The Best Way to Use Squats for Fat Loss

Now that you know how squats help with belly fat loss, here’s how to maximize their effect:

1. Lift Heavy (But Smart)

Forget endless bodyweight squats. If you want real results, progressively overload—meaning you increase the weight over time. Aim for moderate to heavy weights (8-12 reps per set) to maximize fat burn and muscle gain.
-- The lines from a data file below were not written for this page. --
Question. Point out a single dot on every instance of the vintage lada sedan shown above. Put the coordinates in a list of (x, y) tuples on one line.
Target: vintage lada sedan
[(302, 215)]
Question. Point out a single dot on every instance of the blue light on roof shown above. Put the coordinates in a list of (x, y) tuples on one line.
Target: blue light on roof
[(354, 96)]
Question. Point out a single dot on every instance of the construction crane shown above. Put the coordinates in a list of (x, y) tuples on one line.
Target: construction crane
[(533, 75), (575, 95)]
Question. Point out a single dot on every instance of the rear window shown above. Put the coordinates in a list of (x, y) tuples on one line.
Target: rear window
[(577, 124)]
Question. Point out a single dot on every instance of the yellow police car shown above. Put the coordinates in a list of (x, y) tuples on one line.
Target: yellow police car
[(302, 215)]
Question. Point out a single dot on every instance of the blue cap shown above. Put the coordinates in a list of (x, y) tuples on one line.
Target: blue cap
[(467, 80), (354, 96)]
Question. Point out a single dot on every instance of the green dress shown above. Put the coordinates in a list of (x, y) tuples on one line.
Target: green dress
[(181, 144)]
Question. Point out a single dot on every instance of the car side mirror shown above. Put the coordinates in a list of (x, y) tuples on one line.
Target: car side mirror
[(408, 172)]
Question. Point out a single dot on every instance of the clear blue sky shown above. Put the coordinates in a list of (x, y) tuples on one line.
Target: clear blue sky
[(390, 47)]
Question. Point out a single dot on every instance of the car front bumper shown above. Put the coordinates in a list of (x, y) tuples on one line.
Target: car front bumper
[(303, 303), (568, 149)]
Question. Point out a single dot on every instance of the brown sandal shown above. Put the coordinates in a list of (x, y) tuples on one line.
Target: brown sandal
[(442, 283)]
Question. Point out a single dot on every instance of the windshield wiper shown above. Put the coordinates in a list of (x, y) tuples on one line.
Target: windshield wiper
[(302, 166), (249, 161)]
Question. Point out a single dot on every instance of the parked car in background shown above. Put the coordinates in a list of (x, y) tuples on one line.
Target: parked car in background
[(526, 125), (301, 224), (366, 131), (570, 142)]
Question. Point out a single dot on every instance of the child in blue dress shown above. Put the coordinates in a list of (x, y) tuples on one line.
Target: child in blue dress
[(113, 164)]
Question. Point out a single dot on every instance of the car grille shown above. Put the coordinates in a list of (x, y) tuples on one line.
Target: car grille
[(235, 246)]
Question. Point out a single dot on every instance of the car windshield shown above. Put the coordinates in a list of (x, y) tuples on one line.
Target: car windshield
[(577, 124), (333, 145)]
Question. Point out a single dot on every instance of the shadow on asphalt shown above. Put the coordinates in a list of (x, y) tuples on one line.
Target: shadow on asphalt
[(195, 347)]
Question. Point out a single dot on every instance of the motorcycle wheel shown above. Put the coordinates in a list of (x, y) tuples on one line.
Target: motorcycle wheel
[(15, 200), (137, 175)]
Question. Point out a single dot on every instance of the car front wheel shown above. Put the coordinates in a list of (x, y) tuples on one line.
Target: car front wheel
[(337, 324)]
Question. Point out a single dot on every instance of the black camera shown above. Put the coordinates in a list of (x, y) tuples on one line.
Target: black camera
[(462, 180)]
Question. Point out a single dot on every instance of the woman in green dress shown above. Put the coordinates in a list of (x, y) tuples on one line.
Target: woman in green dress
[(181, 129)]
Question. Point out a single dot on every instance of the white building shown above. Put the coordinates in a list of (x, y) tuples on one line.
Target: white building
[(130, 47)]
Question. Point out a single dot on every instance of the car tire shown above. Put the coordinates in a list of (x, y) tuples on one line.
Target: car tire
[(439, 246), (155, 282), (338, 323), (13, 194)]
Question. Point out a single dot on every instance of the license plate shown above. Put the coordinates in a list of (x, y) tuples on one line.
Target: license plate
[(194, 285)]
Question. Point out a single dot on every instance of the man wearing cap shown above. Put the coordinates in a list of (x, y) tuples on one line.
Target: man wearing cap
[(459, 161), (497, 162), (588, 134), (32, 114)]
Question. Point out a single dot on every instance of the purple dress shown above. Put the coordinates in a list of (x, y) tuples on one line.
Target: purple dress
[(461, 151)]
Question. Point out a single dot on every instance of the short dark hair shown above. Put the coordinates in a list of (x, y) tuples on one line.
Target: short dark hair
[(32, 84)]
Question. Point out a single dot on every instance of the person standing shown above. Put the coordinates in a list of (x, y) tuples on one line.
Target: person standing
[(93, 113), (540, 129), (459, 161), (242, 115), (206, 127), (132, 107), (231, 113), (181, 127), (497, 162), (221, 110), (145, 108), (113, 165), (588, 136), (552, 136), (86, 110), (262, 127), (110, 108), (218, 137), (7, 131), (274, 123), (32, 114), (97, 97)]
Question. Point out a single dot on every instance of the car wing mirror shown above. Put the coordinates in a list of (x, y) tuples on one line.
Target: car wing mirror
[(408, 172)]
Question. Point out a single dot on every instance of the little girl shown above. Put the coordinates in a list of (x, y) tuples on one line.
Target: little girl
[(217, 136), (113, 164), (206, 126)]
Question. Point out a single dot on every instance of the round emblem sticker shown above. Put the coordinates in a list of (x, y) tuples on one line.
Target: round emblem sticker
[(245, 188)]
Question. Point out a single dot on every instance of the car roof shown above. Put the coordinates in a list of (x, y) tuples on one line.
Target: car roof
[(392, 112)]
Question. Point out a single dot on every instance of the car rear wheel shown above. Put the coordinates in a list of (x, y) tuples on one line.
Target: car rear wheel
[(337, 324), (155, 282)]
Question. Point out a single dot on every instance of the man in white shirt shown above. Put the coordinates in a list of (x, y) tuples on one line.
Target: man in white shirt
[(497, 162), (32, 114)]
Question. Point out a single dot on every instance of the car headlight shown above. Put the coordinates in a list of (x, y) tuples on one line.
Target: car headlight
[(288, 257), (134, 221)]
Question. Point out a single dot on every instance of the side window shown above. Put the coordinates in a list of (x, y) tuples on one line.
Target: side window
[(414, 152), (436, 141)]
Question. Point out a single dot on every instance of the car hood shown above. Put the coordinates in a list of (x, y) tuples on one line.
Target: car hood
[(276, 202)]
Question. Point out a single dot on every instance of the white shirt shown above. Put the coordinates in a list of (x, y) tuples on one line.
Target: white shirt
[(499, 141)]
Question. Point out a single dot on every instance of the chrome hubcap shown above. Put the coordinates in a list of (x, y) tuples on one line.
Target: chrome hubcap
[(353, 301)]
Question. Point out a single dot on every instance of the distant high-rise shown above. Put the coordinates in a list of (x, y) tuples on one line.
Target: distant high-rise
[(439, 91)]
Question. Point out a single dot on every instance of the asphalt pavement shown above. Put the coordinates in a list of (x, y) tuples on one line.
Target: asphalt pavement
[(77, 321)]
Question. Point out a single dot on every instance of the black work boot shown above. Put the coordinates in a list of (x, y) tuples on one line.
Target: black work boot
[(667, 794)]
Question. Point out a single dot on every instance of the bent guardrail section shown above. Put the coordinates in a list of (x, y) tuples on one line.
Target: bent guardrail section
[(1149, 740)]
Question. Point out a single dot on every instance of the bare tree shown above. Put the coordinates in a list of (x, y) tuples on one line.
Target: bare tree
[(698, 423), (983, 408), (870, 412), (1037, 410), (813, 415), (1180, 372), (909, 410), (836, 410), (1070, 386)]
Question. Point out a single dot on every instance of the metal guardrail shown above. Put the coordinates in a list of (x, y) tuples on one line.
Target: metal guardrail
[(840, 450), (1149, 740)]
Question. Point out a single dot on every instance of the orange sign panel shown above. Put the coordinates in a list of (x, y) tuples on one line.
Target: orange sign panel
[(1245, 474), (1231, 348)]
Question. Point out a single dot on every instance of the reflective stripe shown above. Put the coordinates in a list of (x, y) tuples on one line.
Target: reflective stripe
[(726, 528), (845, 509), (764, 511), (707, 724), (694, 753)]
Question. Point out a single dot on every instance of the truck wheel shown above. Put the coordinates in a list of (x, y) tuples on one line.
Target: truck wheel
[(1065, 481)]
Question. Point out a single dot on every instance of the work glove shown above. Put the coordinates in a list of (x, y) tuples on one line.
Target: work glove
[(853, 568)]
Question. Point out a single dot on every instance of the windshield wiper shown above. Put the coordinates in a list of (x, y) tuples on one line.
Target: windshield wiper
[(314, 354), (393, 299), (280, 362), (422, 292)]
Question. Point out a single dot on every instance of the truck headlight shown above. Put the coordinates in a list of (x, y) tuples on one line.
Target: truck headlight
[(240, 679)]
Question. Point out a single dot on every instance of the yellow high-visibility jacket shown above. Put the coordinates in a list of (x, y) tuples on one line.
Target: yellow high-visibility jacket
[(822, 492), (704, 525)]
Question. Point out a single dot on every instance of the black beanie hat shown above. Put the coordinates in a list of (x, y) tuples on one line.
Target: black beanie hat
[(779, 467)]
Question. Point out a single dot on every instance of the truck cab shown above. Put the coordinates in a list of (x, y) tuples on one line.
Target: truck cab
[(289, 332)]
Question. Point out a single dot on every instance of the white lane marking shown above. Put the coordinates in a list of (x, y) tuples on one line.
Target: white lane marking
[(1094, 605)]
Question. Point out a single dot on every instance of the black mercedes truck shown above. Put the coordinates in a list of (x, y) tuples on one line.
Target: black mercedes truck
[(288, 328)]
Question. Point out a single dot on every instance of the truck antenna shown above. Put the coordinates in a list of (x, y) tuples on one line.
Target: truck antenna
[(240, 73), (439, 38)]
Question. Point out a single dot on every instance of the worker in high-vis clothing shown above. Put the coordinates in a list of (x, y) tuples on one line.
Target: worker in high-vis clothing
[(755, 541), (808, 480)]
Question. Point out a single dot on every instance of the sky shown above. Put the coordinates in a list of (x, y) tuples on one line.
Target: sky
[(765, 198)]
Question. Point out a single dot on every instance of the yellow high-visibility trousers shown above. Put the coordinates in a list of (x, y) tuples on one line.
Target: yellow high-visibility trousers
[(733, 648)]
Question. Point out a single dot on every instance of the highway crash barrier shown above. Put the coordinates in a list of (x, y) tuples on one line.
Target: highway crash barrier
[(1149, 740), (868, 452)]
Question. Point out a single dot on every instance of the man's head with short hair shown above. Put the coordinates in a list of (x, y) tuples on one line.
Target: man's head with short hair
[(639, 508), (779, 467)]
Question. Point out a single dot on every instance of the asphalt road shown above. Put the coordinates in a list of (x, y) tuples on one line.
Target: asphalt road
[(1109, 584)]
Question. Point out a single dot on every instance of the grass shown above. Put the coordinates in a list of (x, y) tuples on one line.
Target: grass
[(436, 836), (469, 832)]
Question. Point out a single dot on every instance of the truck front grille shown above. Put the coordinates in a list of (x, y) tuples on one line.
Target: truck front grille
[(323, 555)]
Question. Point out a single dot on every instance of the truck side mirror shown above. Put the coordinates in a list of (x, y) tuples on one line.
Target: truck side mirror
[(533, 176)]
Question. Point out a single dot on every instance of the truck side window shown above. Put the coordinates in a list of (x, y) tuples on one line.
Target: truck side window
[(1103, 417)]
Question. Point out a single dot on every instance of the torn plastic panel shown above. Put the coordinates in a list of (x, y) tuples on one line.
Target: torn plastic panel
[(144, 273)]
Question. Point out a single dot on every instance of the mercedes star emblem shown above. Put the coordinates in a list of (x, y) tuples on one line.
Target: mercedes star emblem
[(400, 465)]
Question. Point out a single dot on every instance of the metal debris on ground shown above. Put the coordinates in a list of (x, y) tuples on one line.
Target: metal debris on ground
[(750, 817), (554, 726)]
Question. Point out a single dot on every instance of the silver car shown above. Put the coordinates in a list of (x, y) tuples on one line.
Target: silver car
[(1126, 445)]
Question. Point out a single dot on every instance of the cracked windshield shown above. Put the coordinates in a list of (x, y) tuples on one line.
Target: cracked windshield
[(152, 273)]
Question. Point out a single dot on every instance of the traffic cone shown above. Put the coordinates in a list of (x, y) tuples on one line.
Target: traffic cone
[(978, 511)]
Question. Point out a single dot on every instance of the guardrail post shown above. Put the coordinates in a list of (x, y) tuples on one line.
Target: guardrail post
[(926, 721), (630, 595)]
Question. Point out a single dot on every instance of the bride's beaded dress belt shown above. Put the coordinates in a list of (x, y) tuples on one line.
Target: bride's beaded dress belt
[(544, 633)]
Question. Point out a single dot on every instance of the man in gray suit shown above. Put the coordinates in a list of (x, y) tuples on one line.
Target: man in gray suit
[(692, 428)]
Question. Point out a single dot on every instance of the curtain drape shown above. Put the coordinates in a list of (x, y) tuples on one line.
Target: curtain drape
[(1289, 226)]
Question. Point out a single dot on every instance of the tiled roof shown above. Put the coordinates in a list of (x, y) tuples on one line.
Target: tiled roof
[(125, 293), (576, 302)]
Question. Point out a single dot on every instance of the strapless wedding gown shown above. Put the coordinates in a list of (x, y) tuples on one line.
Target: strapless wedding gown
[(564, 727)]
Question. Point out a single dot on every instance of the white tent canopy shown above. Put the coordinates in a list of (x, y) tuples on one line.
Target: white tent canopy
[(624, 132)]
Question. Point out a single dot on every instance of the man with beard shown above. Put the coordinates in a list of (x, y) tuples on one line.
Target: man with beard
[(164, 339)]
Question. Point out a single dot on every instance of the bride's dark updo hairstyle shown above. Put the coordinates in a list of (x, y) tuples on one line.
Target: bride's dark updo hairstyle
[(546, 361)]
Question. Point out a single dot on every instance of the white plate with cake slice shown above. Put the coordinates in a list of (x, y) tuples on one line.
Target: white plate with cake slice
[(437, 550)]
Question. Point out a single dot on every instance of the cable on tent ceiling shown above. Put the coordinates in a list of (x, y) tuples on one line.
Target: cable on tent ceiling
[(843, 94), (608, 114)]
2. Go Deep (Full Range of Motion)

Half-rep squats won’t cut it. Deep squats engage more muscles, which means more calories burned. Aim to go at least parallel or lower if mobility allows.

3. Combine Squats With Compound Movements

Squats alone won’t do all the work. Pair them with deadlifts, lunges, and presses to activate even more muscle groups and supercharge fat loss.

4. Add HIIT Squats for Maximum Burn

Want to take it up a notch? Mix jump squats, goblet squats, or kettlebell swings into a high-intensity interval training (HIIT) circuit to spike heart rate and torch fat fast.

5. Don’t Skip Diet (It’s 80% of the Game)

No amount of squats will save you from a bad diet. Cut out processed junk, eat protein-rich foods, and focus on whole, nutrient-dense meals to fuel your workouts.

Should You Do Squats Every Day for Belly Fat?

No. Recovery is just as important as training. Squats are a high-intensity movement, and overdoing them can lead to burnout or injury.

Instead, aim for 3-4 squat sessions per week, mixing in rest days and other forms of training like cardio and mobility work.

The Bottom Line: Squats Are Powerful, But Not Magic

So, do squats burn belly fat?

Not directly—but they help create the right conditions for fat loss by building muscle, increasing calorie burn, and improving metabolism.

If you combine squats with proper training, a solid diet, and a calorie deficit, belly fat won’t stand a chance.

But remember—there’s no shortcut.

Forget quick fixes. Commit to the long game, train hard, and your body will reward you with real, lasting results.

Now, get under that bar and start squatting.